Unless you are a corporate or political leader, in which case your "Letter to the Editor" is published at the top of the column.

5 What does your family think of your online activities?

They seem to begrudgingly accept the time I spend on the Internet. I think that on one hand they must think I'm wasting my time, but on the other hand, they are afraid to say so because they have the vague suspicion that The OtterPage might actually become successful one day.

My wife is happy that being chained to a computer seems to keeps me out of trouble. The children are amused that, judging by the e-mail I receive, many of my readers are other kids who are also looking for help with their homework.

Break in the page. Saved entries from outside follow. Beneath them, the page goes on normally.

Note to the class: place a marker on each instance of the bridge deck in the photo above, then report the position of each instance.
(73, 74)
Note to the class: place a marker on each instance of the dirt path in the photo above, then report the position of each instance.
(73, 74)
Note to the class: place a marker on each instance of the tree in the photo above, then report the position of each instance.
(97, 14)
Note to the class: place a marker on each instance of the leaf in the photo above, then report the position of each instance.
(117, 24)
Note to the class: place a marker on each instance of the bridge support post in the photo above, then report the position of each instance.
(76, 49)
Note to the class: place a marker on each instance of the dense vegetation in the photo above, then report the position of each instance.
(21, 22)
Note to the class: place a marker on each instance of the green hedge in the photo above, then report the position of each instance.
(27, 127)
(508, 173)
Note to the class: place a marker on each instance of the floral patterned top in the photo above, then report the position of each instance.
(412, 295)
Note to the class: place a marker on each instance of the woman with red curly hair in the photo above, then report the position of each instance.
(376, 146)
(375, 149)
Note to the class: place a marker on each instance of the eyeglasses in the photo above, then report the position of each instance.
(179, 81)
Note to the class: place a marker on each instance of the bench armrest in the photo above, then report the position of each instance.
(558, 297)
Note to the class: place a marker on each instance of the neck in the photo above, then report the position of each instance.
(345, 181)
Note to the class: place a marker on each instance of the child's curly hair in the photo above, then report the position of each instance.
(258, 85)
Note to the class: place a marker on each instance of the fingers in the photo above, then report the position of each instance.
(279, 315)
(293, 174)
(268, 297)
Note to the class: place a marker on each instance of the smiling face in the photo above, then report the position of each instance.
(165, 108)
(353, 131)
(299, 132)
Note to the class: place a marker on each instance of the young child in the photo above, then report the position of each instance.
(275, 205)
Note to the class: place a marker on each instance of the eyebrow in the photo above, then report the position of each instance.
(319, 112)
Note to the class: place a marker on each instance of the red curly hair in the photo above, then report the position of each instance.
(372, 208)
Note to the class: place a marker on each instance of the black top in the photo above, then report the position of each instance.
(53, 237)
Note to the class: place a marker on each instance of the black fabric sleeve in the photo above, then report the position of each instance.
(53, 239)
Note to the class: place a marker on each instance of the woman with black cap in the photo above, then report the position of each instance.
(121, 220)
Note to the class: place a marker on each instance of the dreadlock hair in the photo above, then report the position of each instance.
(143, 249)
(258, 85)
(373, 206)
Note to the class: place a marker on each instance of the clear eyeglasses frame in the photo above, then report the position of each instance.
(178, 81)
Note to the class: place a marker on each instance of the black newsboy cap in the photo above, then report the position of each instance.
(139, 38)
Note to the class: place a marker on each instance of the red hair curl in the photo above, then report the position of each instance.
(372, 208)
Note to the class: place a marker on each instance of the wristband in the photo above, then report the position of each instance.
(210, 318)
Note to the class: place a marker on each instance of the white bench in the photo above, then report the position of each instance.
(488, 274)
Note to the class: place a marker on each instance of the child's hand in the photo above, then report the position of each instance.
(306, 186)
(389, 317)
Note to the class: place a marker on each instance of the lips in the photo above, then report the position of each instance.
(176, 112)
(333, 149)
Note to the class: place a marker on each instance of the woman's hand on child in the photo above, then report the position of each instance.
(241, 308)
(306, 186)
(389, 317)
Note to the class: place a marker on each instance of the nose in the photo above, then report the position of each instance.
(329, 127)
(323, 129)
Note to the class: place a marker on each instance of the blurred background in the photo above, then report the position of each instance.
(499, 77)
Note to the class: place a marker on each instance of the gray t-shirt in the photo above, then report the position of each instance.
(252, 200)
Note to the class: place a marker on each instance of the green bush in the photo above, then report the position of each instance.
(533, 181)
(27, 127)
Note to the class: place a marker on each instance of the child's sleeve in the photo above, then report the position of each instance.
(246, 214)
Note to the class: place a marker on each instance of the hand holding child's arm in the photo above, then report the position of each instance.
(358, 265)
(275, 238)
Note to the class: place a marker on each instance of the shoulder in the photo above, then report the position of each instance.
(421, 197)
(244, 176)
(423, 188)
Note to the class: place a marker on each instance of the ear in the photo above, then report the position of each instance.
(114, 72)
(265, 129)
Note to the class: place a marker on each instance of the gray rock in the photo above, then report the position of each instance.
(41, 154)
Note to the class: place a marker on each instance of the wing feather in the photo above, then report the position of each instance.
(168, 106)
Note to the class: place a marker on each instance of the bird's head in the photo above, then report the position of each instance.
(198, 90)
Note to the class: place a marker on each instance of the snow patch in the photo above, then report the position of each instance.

6 Is Baltimore in real life anything like the way it's portrayed in the TV show "Homicide"?

Of course not. Not any more than "Miami Vice" represented real life in Florida.

I like "Homicide: and Baltimore. But in real life, Baltimore is populated by the same mixture of fools, crooks and truly thoughtful people as any modern American city. Some places in the city are wonderful, others are downright dangerous.

But don't get me wrong, I do not subscribe to the theory that society is crumbling. We have always been as uncivilized as we are now; modern man is just a lot more open about his brutal nature. We have shows like "Homicide" to romanticize and document our obsession with the macabre. In the past someone like Edgar Allan Poe, who tried to do the same, would die of neglect.

7 What's one dark secret of Baltimore's past that Barry Levinson will never make a movie about?

The fact that Baltimore has lost about 40 percent of its population in the last 20 years (including my family.) Although the tide seems to be turning, the Baltimore neighborhoods that Levinson likes to crow on about, are nothing like the nostalgic, sugarcoated recollections in his movies.

I'd like to see Levinson make a movie about some of the guys I grew up with in the Seventies. They may not be as smart as the guys Levinson knew, but they sure were allot more interesting and colorful. The only problem is many of them are dead or in a mental ward. There is no room for nice, tidy Hollywood endings in those stories.